Face-To-Face Matters

Face-to-Face Education Matters: Instructors Make the Training

Alex Subak, School Director, ACRT Arborist Training

In my role as School Director, I frequently encounter resistance to the idea of in-person training. Besides the cost of the training itself, employees have to take time off work to get the training, there might be transportation costs as well as lodging, and employers worry about the efficacy of the whole endeavor; do I really need this training? What will my company get from this? Can’t we just do this online? I will answer the stated questions and reiterate while face-to-face training still matters as we move into a digital future.

First of all, my aim is not to impugn or disparage the state of online learning or training. With the ubiquitous nature of the Internet and a general connection to the online world in all facets of our lives, it would be foolish to not leverage online resources. In my industry however, a very hands-on industry, the need for face-to-face training is still paramount.

Being able to make the proper cut when removing sections of a Red Maple becomes very important when you realize a six-foot section can weigh as much as 800-1000lbs. When we take into account that an arborist might be 50 feet in the air when he makes the cuts, and that each tree they are working on could have a different challenge or unique character, we can start to see why a video explaining how to make the cuts may not satisfy the safety training arborists are required to go through. If you were up there and planning where to drop the log, would you be comfortable knowing it would happen just as it happened in a video lesson?

I use online resources, including documentation and videos, to help supplement the training that we provide to our clients. These are important aspects of the training, but the most important part of the training is not the equipment, the price, the weather or what books are being used; it is the trainer themselves. Time after time, the reviews for the training we provide state that the instructor made the training, that without them, the class would not have been the same. Typically supervisors and office managers ask for the same instructor time and again for future trainings, and it starts to become a challenge trying to fit everything on their schedule! But that is a good problem to have.

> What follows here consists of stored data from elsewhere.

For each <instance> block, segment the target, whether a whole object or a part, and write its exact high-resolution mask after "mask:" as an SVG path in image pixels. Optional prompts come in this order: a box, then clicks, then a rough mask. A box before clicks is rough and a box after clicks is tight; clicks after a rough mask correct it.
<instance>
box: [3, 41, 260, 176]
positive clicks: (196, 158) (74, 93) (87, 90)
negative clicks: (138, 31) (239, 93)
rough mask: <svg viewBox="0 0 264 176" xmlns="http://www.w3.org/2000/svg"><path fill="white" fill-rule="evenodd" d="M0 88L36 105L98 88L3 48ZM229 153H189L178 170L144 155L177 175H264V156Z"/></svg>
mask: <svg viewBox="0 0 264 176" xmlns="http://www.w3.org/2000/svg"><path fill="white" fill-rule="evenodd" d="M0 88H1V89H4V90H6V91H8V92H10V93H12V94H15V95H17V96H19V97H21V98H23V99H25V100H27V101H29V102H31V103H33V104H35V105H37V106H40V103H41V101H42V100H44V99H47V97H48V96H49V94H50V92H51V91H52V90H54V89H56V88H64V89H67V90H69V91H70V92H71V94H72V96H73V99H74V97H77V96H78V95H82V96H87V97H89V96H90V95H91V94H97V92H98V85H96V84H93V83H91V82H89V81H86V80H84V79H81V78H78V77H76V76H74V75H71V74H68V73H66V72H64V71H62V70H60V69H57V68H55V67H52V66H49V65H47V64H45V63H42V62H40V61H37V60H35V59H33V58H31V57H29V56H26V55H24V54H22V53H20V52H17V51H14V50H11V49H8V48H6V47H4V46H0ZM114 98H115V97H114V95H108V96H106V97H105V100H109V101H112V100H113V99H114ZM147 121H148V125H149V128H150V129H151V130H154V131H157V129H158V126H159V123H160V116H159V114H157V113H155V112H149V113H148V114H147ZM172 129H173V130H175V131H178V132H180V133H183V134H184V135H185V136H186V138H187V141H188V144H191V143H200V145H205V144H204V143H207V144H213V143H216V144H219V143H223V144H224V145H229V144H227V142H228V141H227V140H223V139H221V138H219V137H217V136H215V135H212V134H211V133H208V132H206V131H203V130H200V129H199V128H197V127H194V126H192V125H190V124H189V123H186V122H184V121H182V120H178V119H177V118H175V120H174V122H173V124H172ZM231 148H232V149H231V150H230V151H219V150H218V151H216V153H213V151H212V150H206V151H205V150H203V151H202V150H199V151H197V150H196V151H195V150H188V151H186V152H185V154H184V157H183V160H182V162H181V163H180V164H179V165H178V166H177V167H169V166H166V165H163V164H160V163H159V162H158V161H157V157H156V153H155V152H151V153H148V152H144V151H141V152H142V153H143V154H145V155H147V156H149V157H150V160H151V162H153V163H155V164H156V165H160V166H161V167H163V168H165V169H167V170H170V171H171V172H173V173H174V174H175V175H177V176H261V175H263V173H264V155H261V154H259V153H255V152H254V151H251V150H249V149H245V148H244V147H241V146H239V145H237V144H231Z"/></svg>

My company provides a product and we aim to provide the best product we can. Face-to-face training is essential in our business because it is such a tactile industry that depends on a physical exchange between an arborist and their work. We find that many of the students in our classes and participants in our trainings have a mind for tactile learning as well. Having the instructor there to tell them how to do a task, to then show them the task, and finally to guide them in completing the task is a benefit to their learning process. Without an instructor in the field with them on even in the aerial lift while they plan their cuts, an essential component of how they will complete their job is lost. What you get from us is a dedicated instructor, a boot on the ground, an expert resource to consult in the extremely important world of safety concerns in our industry.

To follow up the idea of safety, one question still remains unanswered; do I really need to have this training? The answer lies in the ANSI Z133-2017, the standards for Arboricultural Operations and in the pages of OSHA documentation on the subject. And the short answer is yes, you have to provide training for your employees, and the amount and type of training has to be appropriate for the work they are going to be doing. If they will be working within 10 feet of an energized object, they have to be qualified to do such work and trained in the nominal voltage of lines they will encounter. In my line of work, I have encountered many crew leaders and supervisors who know they need the training but can’t quite make out what exactly they need.           

Our instructors are experienced, professional, safety-minded, and committed to teaching all arborists in their training classes the skills they need to know. They serve a vital role in an ever-increasing digital world; a physical presence who can guide a new or a seasoned arborist through the dangerous work that is a hallmark of the industry. When training is mandated and safety is the goal, having a trainer in a face-to-face setting can be the difference in seeing what you should do in an emergency and knowing what to do. Even when we don’t end up doing a training class for a client, the instructors are committed to following up with all inquiries and working to promote safety and training in their daily lives. Physical instructors have been an important component of the industry for years and will continue to be important even as we move into an online future. 

Alex Subak finished his Bachelor of Arts degrees in English and History from Kent State University in 2008, and he later completed his Masters of Arts in Teaching (MAT) and received his teaching certificate. Knowing how information is and will be transmitted, he took a teaching position at an online school and taught there for 6 years. Alex has been with the Arborist Training department of ACRT for a year and looks forward to being instrumental in the conversations about how training is delivered in the modern corporate environment and how adults can be best guided to complete their work safely and effectively.